Monday, July 6, 2009

Petrol from natural gas

Petrol, mixture of the lighter liquid hydrocarbons used chiefly as a fuel for internal-combustion engines. It is produced by the fractional distillation of petroleum oil; by condensation or adsorption from natural gas; by thermal or catalytic decomposition of petroleum or its fractions; by the hydrogenation of producer gas or coal; or by the polymerization of hydrocarbons of lower molecular weight.

Petrol (known in the United States as gasoline) can be produced by the direct distillation of crude petroleum, when it is known as straight-run petrol. It is usually distilled continuously in a bubble tower (see Distillation), which separates the fractions of the oil that will be blended to become petrol from those having higher boiling points, which are blended to form products such as kerosene, fuel oil, lubricating oil, and grease. The range of temperatures in which fractions suitable for petrol boil and are distilled off is roughly between 38° C to 205° C (100° F to 400° F). The yield of petrol from this process varies from about 1 per cent to about 50 per cent, depending on the oil. Straight-run petrol now makes up only a small part of petrol production because of the superior merits of the various cracking processes.
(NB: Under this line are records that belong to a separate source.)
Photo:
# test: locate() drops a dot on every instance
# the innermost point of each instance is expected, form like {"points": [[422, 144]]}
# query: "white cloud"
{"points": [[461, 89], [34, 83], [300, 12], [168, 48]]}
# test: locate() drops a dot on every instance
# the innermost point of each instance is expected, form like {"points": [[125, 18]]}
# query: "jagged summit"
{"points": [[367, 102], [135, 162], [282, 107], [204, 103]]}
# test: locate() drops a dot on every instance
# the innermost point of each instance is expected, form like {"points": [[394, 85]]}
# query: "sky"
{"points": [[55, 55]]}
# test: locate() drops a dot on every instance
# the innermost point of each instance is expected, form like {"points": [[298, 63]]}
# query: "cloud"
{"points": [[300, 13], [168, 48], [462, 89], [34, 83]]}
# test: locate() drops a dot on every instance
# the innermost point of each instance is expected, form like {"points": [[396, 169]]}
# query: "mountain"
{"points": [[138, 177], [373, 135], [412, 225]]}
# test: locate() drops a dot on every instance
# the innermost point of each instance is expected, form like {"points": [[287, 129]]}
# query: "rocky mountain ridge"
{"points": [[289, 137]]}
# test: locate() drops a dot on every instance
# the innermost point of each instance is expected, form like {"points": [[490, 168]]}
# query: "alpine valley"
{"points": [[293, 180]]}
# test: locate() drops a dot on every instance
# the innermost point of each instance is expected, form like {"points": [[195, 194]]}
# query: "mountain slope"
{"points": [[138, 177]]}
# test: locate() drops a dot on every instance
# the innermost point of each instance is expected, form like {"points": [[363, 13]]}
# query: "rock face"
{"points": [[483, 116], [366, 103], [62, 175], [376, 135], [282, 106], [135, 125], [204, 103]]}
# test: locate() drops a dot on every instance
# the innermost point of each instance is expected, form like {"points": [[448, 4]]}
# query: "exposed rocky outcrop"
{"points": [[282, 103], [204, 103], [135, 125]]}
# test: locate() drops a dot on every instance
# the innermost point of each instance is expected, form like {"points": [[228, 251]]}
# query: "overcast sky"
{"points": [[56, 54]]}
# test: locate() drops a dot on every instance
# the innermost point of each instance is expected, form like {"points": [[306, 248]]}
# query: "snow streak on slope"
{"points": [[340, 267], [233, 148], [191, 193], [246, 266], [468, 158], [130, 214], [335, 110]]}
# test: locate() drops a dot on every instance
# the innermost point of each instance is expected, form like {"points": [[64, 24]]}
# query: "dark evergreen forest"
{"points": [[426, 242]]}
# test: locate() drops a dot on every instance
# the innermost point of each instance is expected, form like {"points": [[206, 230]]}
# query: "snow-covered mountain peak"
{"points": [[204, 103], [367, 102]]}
Some natural gas contains a percentage of natural petrol that may be recovered by condensation or adsorption. The most common process for the extraction of this component includes passing the gas as it comes from the well through a series of towers containing a light oil called straw oil. The oil absorbs the petrol, which is then distilled off. Other processes involve adsorption of the petrol on activated alumina, activated carbon, or silica gel.

High-grade petrol can be produced by a process known as hydrofining, that is, the hydrogenation of refined petroleum oils under high pressure in the presence of a catalyst such as molybdenum oxide. Hydrofining not only converts oils of low value into petrol of higher value but at the same time purifies the product chemically by removing undesirable elements such as sulphur. Producer gas, coal, and coal-tar distillates can also be hydrogenated to form petrol.
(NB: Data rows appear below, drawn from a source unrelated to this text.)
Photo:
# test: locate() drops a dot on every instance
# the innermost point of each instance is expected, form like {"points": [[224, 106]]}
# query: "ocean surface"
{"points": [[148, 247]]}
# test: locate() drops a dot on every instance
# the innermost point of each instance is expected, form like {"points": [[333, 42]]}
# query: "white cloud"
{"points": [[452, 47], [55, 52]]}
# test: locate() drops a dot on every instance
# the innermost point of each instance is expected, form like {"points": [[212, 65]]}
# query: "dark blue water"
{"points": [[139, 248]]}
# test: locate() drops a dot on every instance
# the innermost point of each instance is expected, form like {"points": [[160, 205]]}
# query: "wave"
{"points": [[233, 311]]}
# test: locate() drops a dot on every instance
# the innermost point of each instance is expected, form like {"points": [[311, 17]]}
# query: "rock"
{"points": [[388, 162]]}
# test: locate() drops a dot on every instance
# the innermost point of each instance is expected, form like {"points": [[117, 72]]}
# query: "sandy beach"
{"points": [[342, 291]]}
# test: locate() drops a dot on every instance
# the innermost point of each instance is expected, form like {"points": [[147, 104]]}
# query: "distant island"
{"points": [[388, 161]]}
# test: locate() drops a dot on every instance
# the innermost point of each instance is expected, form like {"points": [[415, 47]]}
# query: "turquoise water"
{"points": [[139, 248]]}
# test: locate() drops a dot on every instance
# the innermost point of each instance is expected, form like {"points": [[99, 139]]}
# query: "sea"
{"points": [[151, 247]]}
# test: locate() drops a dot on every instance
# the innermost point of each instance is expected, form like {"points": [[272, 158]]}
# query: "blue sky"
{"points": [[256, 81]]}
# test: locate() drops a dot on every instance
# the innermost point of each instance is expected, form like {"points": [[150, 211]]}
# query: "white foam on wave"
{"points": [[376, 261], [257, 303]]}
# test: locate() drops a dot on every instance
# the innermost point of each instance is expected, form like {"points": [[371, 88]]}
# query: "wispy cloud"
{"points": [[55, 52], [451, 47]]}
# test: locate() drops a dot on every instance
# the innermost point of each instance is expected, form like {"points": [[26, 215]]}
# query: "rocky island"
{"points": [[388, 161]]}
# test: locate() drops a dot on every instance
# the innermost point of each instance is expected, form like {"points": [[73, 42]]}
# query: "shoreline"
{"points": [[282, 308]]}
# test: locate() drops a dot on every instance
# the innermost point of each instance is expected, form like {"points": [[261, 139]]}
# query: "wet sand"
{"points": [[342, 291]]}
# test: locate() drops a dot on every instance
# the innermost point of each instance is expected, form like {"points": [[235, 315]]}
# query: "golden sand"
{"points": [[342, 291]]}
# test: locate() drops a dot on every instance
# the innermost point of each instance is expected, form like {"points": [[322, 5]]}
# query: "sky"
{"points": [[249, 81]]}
For use in high-compression engines, it is desirable to produce petrol that will burn evenly and completely in order to prevent knocking, which is the noise and damage caused by premature ignition of a part of the fuel and air charge in the combustion chamber. The antiknock characteristics of a petrol are directly related to its efficiency and are indicated by its octane number. This is a rating that describes the performance of a fuel in comparison with that of a standard fuel containing given percentages of isooctane and heptane. The octane number given to the fuel is the same as the percentage of isooctane in the standard fuel of the same performance. The higher this number, the less likely a fuel is to cause knocking. Cracked petrol has better antiknock characteristics than straight-run petrol, and any petrol can be further improved by the addition of such substances as tetraethyl or tetramethyl lead. Since it was discovered, however, that the emission of lead from such petrols is dangerous to human beings—among other effects, raising blood pressure—research on new ways to reduce the knocking characteristics of petrol was intensified.

Low-lead petrols were introduced in the early 1970s as a result of increased public concern about air pollution, and cars were increasingly equipped with catalytic converters to reduce their emission of pollutants. Because even low-lead petrol “poisons” the catalyst, the proportion of leaded petrol in the United States declined from 73 per cent of the total supply in 1976 to less than 10 per cent by 1990. European countries moved more slowly in this direction, largely by placing extra taxes on leaded petrol. Many environmentalists called for much-increased use of gasohol and cleaner-burning natural gas in the late 1990s. However, there was widespread concern over alternative biofuels' impact on global warming and they came to be considered partly responsible for sharp food price increases experienced worldwide towards the close of the first decade of the 21st century.